Being from a small beach town in Southern California I have always taken solace in an end of the day surf flick. Havana Surf was something completely different then any other surf movie I have ever seen. In Rodrigo Diaz McVeigh’s Film Havana Surf he describes that for years individuals around Cuba have been using pieces of plywood, fiberglass, and styrofoam to make devices that somewhat resemble the surfboards that we see so commonly around the world today. Sometimes we forget that Cuba is a communist country with a long lasting embargo on it, prohibiting essential food from entering its borders and most certainly not surfboards. So we wonder how in fact a silly thing like surfing has transformed the lives of a few young Cubans, who have little else to hope for then good waves.

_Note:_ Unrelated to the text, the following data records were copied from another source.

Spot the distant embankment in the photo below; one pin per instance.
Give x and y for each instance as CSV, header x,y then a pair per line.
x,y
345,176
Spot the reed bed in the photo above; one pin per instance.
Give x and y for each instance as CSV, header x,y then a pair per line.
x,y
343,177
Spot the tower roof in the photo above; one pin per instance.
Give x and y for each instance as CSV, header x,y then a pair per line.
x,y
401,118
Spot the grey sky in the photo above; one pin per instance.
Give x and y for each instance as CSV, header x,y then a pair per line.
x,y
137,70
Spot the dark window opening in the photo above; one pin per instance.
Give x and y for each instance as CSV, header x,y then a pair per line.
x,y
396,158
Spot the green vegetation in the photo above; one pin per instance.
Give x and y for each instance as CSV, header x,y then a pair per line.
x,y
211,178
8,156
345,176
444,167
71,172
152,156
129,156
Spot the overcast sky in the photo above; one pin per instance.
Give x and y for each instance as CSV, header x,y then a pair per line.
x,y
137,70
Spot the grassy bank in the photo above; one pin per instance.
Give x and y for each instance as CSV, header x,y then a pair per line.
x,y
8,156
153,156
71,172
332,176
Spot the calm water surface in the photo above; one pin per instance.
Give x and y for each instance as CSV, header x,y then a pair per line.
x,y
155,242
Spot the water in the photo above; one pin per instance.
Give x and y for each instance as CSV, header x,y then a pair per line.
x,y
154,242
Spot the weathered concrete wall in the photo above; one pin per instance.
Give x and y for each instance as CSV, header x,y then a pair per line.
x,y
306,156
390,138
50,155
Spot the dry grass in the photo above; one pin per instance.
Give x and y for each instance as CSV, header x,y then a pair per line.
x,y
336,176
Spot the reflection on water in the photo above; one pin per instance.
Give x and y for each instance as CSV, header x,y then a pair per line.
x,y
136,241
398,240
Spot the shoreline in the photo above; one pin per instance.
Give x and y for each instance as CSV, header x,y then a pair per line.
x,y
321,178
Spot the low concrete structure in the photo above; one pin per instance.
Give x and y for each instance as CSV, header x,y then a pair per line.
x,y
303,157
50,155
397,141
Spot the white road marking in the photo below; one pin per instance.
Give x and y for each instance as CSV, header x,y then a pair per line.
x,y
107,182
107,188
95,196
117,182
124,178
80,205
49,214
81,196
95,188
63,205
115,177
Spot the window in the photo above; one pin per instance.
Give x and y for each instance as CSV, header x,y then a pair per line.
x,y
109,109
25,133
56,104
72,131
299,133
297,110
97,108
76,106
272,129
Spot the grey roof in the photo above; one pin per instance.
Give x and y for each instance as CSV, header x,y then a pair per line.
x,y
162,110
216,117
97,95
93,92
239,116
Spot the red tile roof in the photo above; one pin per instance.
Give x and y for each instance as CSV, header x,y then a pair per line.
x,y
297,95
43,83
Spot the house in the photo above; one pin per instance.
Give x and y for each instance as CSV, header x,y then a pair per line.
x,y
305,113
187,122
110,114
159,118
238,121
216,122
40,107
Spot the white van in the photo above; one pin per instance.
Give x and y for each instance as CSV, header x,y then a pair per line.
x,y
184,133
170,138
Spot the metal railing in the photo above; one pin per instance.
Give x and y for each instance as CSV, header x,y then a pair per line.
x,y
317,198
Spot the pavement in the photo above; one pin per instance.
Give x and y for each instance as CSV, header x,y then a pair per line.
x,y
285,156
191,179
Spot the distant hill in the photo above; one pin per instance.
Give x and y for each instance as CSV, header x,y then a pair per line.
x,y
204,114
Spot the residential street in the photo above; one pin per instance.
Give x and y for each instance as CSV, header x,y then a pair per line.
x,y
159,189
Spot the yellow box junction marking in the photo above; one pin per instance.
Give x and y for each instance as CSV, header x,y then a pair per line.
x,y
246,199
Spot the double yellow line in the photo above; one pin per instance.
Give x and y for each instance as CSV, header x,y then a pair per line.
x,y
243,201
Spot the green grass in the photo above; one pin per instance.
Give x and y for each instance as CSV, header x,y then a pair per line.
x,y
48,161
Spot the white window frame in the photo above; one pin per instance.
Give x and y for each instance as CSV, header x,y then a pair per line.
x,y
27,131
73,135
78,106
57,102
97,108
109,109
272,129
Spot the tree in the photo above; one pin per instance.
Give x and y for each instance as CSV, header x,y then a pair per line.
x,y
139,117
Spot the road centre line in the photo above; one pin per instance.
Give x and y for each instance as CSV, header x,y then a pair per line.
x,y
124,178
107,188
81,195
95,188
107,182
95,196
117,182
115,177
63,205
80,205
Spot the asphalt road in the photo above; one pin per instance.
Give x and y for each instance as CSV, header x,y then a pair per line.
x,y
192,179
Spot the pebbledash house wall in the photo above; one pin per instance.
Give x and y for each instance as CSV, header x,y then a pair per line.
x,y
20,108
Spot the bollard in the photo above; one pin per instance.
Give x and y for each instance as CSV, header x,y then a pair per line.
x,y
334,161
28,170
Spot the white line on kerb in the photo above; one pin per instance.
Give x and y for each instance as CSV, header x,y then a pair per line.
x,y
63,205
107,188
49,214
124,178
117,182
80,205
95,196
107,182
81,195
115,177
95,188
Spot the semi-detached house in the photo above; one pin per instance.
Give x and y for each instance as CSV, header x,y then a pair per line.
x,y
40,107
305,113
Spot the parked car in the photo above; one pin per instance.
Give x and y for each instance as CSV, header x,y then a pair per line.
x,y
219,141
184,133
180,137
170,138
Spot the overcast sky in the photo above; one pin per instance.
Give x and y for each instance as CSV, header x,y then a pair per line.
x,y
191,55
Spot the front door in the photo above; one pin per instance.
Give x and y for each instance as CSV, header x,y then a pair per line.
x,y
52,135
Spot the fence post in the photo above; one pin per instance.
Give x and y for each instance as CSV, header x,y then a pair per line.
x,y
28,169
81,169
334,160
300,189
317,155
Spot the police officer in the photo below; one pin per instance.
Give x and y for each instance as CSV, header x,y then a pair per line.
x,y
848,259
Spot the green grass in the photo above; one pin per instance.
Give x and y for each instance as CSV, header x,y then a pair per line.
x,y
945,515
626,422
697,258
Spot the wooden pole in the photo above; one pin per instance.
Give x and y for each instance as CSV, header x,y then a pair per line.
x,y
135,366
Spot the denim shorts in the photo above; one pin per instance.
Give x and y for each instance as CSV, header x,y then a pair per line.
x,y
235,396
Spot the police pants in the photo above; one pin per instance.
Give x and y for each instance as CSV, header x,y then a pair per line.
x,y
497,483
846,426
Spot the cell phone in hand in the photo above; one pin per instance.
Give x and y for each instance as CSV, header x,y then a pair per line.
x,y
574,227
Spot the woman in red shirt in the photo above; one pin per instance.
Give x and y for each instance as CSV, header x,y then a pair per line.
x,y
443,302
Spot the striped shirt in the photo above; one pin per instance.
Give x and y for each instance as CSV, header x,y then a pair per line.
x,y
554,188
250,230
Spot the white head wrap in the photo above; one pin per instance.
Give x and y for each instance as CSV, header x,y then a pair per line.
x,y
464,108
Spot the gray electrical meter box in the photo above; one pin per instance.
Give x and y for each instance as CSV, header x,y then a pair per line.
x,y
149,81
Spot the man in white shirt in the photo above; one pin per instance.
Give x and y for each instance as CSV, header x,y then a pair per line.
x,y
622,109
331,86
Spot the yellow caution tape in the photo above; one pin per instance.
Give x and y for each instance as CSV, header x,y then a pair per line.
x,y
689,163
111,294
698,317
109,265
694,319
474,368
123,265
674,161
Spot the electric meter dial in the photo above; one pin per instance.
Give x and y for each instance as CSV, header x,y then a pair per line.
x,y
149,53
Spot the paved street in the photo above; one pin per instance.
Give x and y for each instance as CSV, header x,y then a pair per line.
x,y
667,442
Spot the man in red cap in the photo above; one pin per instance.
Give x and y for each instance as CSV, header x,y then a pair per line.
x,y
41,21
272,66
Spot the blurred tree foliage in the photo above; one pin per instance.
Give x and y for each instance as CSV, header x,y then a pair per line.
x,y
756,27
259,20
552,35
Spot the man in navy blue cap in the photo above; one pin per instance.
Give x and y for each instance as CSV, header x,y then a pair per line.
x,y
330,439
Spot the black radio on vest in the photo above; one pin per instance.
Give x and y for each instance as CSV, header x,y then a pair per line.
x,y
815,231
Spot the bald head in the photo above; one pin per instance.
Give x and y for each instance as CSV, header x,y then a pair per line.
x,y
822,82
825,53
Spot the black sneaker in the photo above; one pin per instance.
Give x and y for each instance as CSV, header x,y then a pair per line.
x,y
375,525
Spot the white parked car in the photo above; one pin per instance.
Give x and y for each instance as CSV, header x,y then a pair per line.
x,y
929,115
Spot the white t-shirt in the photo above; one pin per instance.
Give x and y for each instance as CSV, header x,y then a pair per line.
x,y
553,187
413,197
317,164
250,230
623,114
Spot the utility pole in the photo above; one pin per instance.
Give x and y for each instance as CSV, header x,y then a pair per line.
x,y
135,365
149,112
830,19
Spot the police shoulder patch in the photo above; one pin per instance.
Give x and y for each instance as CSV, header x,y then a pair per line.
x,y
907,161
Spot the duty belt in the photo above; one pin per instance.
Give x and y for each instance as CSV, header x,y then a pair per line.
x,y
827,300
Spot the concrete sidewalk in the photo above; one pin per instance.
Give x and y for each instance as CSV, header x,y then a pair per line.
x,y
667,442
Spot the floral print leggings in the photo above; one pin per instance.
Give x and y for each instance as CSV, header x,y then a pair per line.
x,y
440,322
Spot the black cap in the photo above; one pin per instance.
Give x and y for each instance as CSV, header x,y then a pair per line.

The way McVeigh filmed this movie gives it a very raw, somewhat un-cut feeling which is similar to the country of Cuba itself. Cuba has changed little in the last 50 years; all the average Cuban knows is their surroundings many have never traveled outside of their birthing villages and towns and have little to hope in their extremely oppressive environment. Because of this the vast majority of Cubans have never even heard of a surfboard, or even have a Spanish translation for “wave.” The Havana Surf is a group of young men who have created a special bound with surfing. Most of them conclude on the fact that surfing is the one thing that can take all of their hardships and worries away. Making them free for even a moment is something they cherish everyday. The Havana Surf had a website created for them by Bob Samin, an Australia who truly is looking for the good in the world. Samin has a created a network for these young men and their newly founded female counterparts the Havanitas Surf, creating connections with international surfers who need tour guides and are willing to bring these secluded youth surfing necessities, such as wax and wetsuits.
Overall this movie gave me a great hope for humanity, the footage of these surfers gives off such innocence, and their happiness is so easily caught up in a small wave or a new surfboard leash. Havana Surf gave me a complete different outlook on surfing, in the US it is seen as almost a sport of leisure, in Cuba it is more of a quest for a few moments of freedom.